Portugal está assim de regresso a uma fase final de um Campeonato da Europa, depois de a última vez ter acontecido em 2006, na Suíça. Antes disso, a seleção nacional marcou também presença nos Europeus de 1994, 2000, 2002 e 2004. Mas desde 2006 o andebol português entrou num período de crise, com sucessivas qualificações falhadas, até esta quinta-feira, com o apuramento selado na Roménia de forma brilhante.

A seleção nacional terminou assim com êxito uma caminhada que teve início em outubro de 2018, precisamente com um triunfo perante a Roménia. Seguiu-se uma nova vitória fora diante da Lituânia e depois um resultado histórico na receção à poderosa França, a 11 de abril, em Guimarães, com uma vitória por 33-27.

"Festejar? Vamos jantar, já estava marcado. Já tinha reservado o restaurante e tudo. A minha confiança era de tal ordem, que tinha reservado restaurante antes de sair de Bucareste", disse no final o treinador Paulo Pereira.

Em jogo da quinta e penúltima jornada do Grupo 6 da segunda fase de apuramento, Portugal mostrou muito valor, sobretudo no segundo tempo, no qual aplicou um parcial de 13-7, num encontro em que lhe bastava empatar para já poder celebrar.
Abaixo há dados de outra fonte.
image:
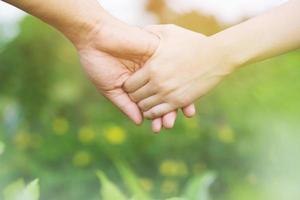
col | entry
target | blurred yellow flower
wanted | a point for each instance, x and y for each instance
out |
(60, 126)
(146, 184)
(115, 135)
(23, 140)
(169, 187)
(82, 159)
(86, 135)
(199, 168)
(173, 168)
(2, 147)
(251, 178)
(226, 134)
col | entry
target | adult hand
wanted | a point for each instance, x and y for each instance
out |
(111, 54)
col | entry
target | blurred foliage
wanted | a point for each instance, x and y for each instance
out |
(55, 126)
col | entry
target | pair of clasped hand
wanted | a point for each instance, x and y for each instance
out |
(152, 72)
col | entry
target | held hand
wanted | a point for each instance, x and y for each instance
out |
(185, 66)
(111, 55)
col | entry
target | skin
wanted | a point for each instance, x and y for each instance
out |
(187, 65)
(109, 50)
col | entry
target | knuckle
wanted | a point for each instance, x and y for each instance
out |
(152, 113)
(133, 97)
(180, 101)
(143, 106)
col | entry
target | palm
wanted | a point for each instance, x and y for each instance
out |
(112, 56)
(108, 73)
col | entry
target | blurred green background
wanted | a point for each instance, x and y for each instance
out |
(56, 127)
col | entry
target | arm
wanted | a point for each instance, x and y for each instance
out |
(76, 19)
(110, 51)
(193, 64)
(265, 36)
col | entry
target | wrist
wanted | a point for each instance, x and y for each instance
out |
(80, 33)
(230, 50)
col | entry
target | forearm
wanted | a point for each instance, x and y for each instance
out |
(265, 36)
(74, 18)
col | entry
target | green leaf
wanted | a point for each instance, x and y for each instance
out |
(198, 187)
(131, 181)
(18, 191)
(108, 190)
(12, 191)
(32, 191)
A equipa das quinas não começou da melhor forma, esteve a perder por 3-0 e por 11-7, contudo, e com o guarda-redes Alfredo Quintana inspirado, ainda reagiu de forma a colocar-se a apenas um golo (12-11) de distância quando foi para o intervalo.

No segundo tempo, tudo foi bem diferente, os portugueses melhoraram claramente na defesa -- Quintana foi preponderante - e foram mais expeditos no ataque, colocando-se pela primeira vez na frente aos 14-15, com 40 minutos de jogo, com golo de Diogo Branquinho.

Cada vez mais confiante, Portugal jamais perdeu o comando e o controlo, estabilizando a vantagem em três golos (16-19), perante uma Roménia em quebra anímica.

Com o sonho cada vez mais perto e a Roménia sem soluções ofensivas - marcou apenas sete golos na etapa complementar -, os lusos fecharam o jogo com cinco golos de diferença (24-19).

Pedro Portela, com sete golos, foi o melhor marcador do encontro, secundado, nos lusos, por Diogo Branquinho, com os mesmos quatro tentos de Bogdan Rata, que, na Roménia, só foi superado por Alexandru Simicu, com seis.